The above system means that it is now much harder to obtain title via adverse possession against the will of the true owner. However, there are exceptions to the owner’s right to resist an application for adverse possession and the most frequently used is that in Para 5(4) of Schedule 6 of the Act. That applies where the applicant is a neighbour of adjacent land who can prove:
- that he has been in adverse possession of land within your title for 10 years
- that the exact boundary line separating the land has not been determined under section 60 of the Act, and
- that he reasonably believed that the occupied land belonged to him.
The above exception is intended to meet the circumstances where the physical and legal boundaries of the land do not coincide, often as a result of the “general boundaries rule” adopted by the Land Registry (whereby boundaries on title plans are representative and cannot be relied upon to determine the physical boundary on the ground). Where this exception applies therefore, then unless the true owner can show that the neighbour was not in possession of the land for the full period or that his belief was not genuine or was unreasonable, his title will be lost.
The above exception has resulted in many a squatter seeking to justify claims for large plots of neighbouring land in its occupation which go way beyond that in the immediate vicinity of the boundary. However, the case of Dowse vs City of Bradford Metropolitan District Council  has confirmed that the exception is narrower than previously thought.
The case concerned an open area of open land measuring two acres, which Dowse claimed to have possessed for over 10 years. Although on a literal interpretation of the Act the conditions in Para 5(4) of Sch 6 of the Act were satisfied, the judge dismissed the claim on the basis that the two acres of land concerned could not all be deemed to be “adjacent” to land belonging to the applicant. Similarly, Mr Dowse cannot have reasonably believed that all of that land belonged to him.

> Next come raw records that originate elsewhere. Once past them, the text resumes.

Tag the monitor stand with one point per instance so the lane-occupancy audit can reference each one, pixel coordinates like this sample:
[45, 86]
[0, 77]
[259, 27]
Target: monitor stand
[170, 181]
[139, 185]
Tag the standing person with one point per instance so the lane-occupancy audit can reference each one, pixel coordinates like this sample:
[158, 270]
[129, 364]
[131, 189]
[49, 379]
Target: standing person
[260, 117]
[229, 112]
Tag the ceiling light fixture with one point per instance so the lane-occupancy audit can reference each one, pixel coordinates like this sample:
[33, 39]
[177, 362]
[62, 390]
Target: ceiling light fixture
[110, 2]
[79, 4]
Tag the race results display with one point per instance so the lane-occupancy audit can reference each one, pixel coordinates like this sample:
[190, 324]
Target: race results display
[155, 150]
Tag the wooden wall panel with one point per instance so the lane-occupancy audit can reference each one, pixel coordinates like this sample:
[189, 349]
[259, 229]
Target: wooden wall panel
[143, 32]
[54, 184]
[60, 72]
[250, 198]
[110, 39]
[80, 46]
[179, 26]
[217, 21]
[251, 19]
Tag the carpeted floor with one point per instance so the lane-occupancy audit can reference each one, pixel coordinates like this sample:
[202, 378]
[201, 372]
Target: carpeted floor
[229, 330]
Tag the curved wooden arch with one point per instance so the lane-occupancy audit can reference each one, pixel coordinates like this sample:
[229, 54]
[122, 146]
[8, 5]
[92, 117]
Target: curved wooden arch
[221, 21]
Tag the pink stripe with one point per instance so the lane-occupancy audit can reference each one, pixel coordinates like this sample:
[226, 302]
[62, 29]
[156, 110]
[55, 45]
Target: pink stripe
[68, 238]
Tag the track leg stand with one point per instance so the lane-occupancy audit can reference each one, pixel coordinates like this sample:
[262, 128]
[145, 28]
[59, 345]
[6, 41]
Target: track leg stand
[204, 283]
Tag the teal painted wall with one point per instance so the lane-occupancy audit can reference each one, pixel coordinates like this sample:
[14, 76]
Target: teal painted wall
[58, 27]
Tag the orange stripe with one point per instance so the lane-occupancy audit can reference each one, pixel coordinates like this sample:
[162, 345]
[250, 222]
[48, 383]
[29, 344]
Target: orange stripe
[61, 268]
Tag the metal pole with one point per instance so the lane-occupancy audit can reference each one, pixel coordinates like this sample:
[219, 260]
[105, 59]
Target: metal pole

For the exception to apply therefore, the judge confirmed that “the whole (or substantially the whole) of the disputed land must be capable of being described as “adjacent to” the applicant’s land”.
Accordingly, it appears that the courts have now re-tightened the net somewhat such that the exception to the general provisions on adverse possession will only apply in limited circumstances. However, owners of land should always be certain to ensure that they understand their legal rights in respect of their land and take action against any adverse possession as soon as possible. In addition, if there is any uncertainty as to the correct boundaries of land and/or concern that a neighbour may be occupying land belonging to you, prompt advice should always be taken to avoid the risk of permanently losing title to that land.